In its recent report, ALM Vanguard Supply Chain Planning Consulting, ALM Intelligence found that companies look to consultants to help them align and synchronize their cross-functional planning activities through operating model and process design, but they increasingly seek opportunities to use data — made available by the ongoing digitization of their supply chains — to improve supply chain planning performance.
A major focus of consultants is helping clients to extract more value from existing ERP-based planning systems, which have proven inflexible in meeting actual business requirements. While the solution can be as simple as Excel spreadsheets, more complex environments benefit from new cloud-based software solutions that scrape and shape data from existing systems and enable a master data set or single source of truth from which the entire organization can make more informed decisions from planning through execution.
With this digital infrastructure in place, companies can begin to use their data more strategically, that is, not only in pursuit of reducing cost and inefficiency but also in enabling distinctive capabilities that support growth by improving lead times and service levels. Consultants are helping companies embed powerful new analytical tools and methods that enable planning organizations to streamline and improve their processes. The two areas ripest for applying planning analytics are in improving demand forecasting accuracy and improving organizational responsiveness to changing market conditions.

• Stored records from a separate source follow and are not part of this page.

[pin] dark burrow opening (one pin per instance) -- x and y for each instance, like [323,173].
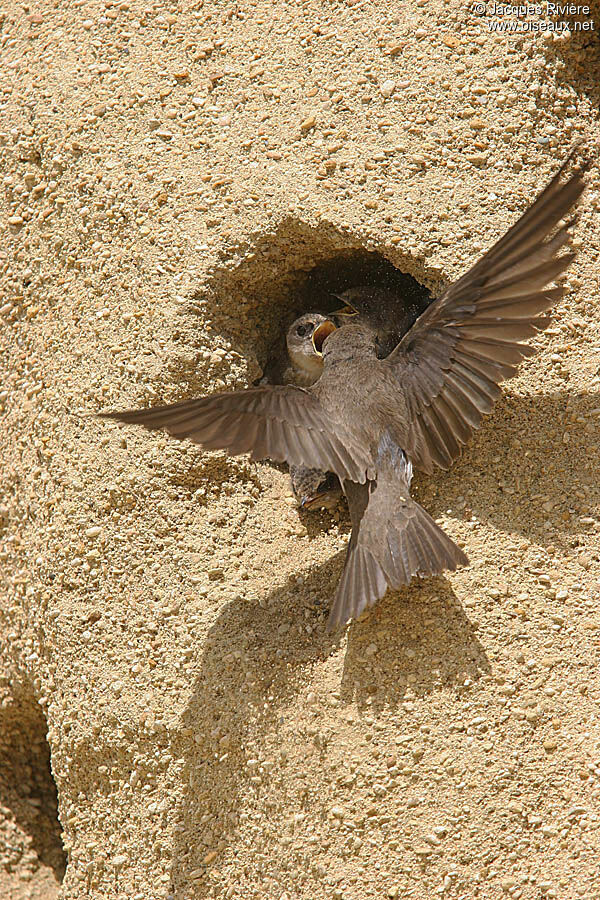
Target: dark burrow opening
[252,298]
[318,289]
[30,832]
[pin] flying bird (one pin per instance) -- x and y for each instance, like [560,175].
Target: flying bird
[371,420]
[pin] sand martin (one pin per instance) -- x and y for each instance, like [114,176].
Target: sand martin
[371,420]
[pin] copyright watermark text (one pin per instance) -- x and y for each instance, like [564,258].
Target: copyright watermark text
[523,17]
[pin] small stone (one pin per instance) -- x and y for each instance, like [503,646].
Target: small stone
[451,40]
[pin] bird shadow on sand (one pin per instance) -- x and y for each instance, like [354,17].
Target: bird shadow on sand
[259,662]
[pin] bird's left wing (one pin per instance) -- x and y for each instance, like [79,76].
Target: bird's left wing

Concerning demand forecasting, consultants are helping clients capitalize on system connectivity to capture a wider variety of data sources (social media, demographics, weather, geospatial) combined with advanced demand-sensing and predictive analytical methods and machine learning algorithms to generate increasingly accurate, granular, and forward-looking demand forecasts. These tools help tighten the link between commercial, product development, and supply chain operations, for example using greater customer and product insights to design segmentation strategies, shape demand, smooth production, optimize product life-cycles and portfolio profitability, and other business objectives.
Rather than relying on gut feeling or conventional paradigms, supply chain organizations are increasingly using data to improve their speed and ability to respond to both planned promotional events and unexpected market disruptions. Consultants are helping these clients build digital models and organizational capabilities that allow them to use scenario and simulation tools in evaluating alternative actions, assessing risk and performance trade-offs, and drawing correct and rapid conclusions.
Looking forward, many companies seek to build upon these real-time demand forecasts and rapid optimization tools to achieve autonomous supply chain planning systems. The idea is to eliminate forecasts, which are always wrong, and instead produce to actual demand using data-dictated governance systems to continuously and autonomously recalibrate production parameters (e.g., capacity utilization, inventory buffers) and self-optimize production operations in line with enterprise-wide strategic goals.
These so-called demand-driven supply chains are rapidly maturing from proof of concept to actual deployments and require the development of forward-looking talent strategies that support fewer but more analytical and digital-savvy planning professionals.
The research report by ALM Intelligence, ALM Vanguard Supply Chain Planning Consulting, delves deeper into the leading methods and capabilities of consulting firms offering Supply Chain Planning consulting services.